C’est l’erreur, j’ai supposé (ne jamais supposer en administration système !) que ça allait se démerder et passer sur du start_tls côté client comme j’avais demandé le chiffrement SSL.

Seulement, côté serveur dans le /var/log/debug, aucune mention de start_tls.
Juste des message du style :

Jun 24 10:41:41 mybigldap slapd[15075]: conn=1000 fd=47 closed (connection lost)
Jun 24 10:41:56 mybigldap slapd[15075]: conn=999 fd=31 closed (connection lost)

Juste après les ACCEPT relatifs à mon client MacOS X.
En conclusion, ça se démerde pas, ça fait vraiment du SSL.
Il faut donc lancer une instance du serveur (voir /etc/default/slapd) en SSL (ldaps sur port 636).

OpenBSD 4.3 en client LDAP

Dans le cadre d’une migration de NIS vers LDAP j’ai du lier mes passerelles OpenBSD 4.3 au nouvel annuaire LDAP.
Pour les systèmes “pingouin inside” ca va tout seul, par contre pour le poisson piquant c’est pas la même.

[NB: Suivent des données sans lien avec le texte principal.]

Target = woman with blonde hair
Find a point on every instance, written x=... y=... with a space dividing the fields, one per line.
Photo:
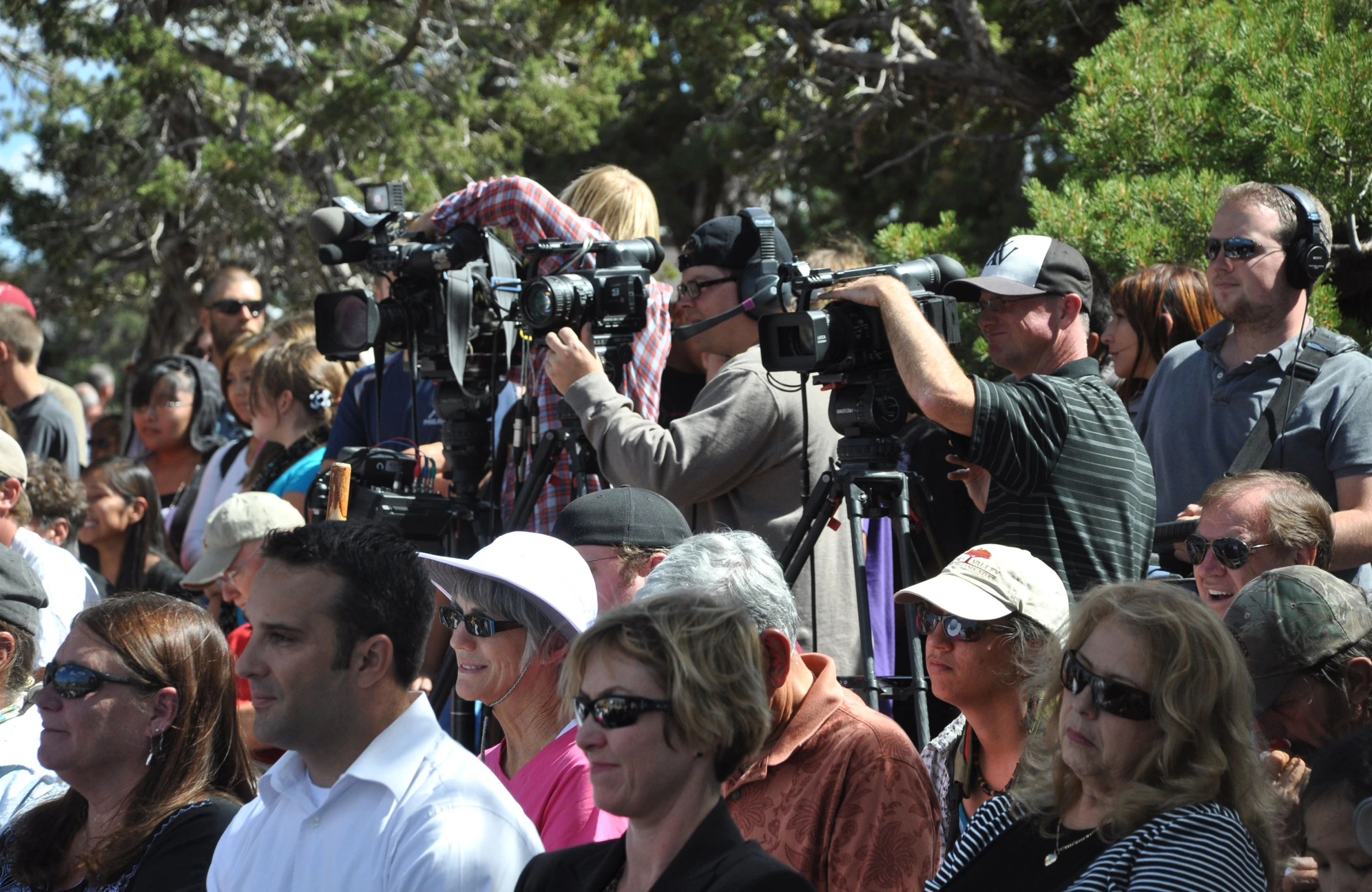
x=1156 y=309
x=670 y=700
x=605 y=202
x=293 y=401
x=1146 y=776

1. Suppression du NIS (headshot !)

# kill -TERM PID de ypbind
# rm /etc/defaultdomain
# rm -rf /etc/yp
# rm -rf /var/yp/binding/domaine_nis.version_nis

2. Installation des paquets

# pkg_add openldap-client
# pkg_add ldap_login

Le paquet openldap-client fourni les utilitaires ldap* (search, add, modify …) ainsi que le fichier de configuration ldap.conf que l’on va s’empresser d’écraser. Le ldap_login étend le fichier /etc/login.conf avec un classe de comptes ldap contenant les paramètres classiques de localisation du (des) serveur(s) LDAP (hostname, version de LDAP, certificats …).

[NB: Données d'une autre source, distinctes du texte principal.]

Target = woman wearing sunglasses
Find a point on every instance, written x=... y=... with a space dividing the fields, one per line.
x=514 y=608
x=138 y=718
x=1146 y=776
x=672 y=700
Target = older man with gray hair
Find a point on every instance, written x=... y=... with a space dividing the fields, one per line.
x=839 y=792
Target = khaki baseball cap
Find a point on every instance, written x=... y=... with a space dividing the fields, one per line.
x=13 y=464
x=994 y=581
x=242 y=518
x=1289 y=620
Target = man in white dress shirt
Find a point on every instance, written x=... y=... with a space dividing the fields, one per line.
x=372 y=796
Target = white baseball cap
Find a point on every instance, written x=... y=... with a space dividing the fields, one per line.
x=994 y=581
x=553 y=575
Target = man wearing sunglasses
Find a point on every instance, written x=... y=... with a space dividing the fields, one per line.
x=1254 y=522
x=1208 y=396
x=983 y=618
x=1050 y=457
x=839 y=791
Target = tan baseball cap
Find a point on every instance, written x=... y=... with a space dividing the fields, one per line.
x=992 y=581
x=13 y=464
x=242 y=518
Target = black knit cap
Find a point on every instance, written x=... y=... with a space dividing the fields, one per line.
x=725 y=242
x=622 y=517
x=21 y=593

3. Configuration du client LDAP

Tout se passe au niveau du fichier /etc/openldap/ldap.conf :

BASE    dc=my,dc=example,dc=com
URI     ldap://fake_server.my.example.com
 
TLS_CACERT      /etc/openldap/ssl/server_cert.pem
TLS_REQCERT   demand
 
ldap_version 3
ssl start_tls
scope sub
bind_policy soft

Il faut renseigner le login.conf pour que le programme ldap_login puisse réaliser l’opération de bind sur l’annuaire LDAP au moment de l’authentification du compte sur le système. Voici un exemple :

#
# LDAP
#
ldap:\
        :auth=-ldap:\
        :x-ldap-server=fake_server.my.example.com,,starttls:\
        :x-ldap-server-alt=fake_server.my.example.com,,starttls:\
        :x-ldap-basedn=ou=unix_accounts,o=people,dc=my,dc=example,dc=com:\
        :x-ldap-uscope=sub:\
        :x-ldap-noreferrals:\
        :x-ldap-filter=(&(objectclass=posixAccount)(uid=%u)):

On ne renseigne pas les attributs relatifs au chiffrement SSL dans le login.conf car par défaut il les déduit du ldap.conf.

4. Création des utiisateurs

OpenBSD n’intègre pas de système comparable au NSS. Les comptes doivent être crées via la commande useradd en utilisant la classe de login “ldap”. J’ai fait un petit script que l’on peut récuperer ici pour synchroniser les comptes.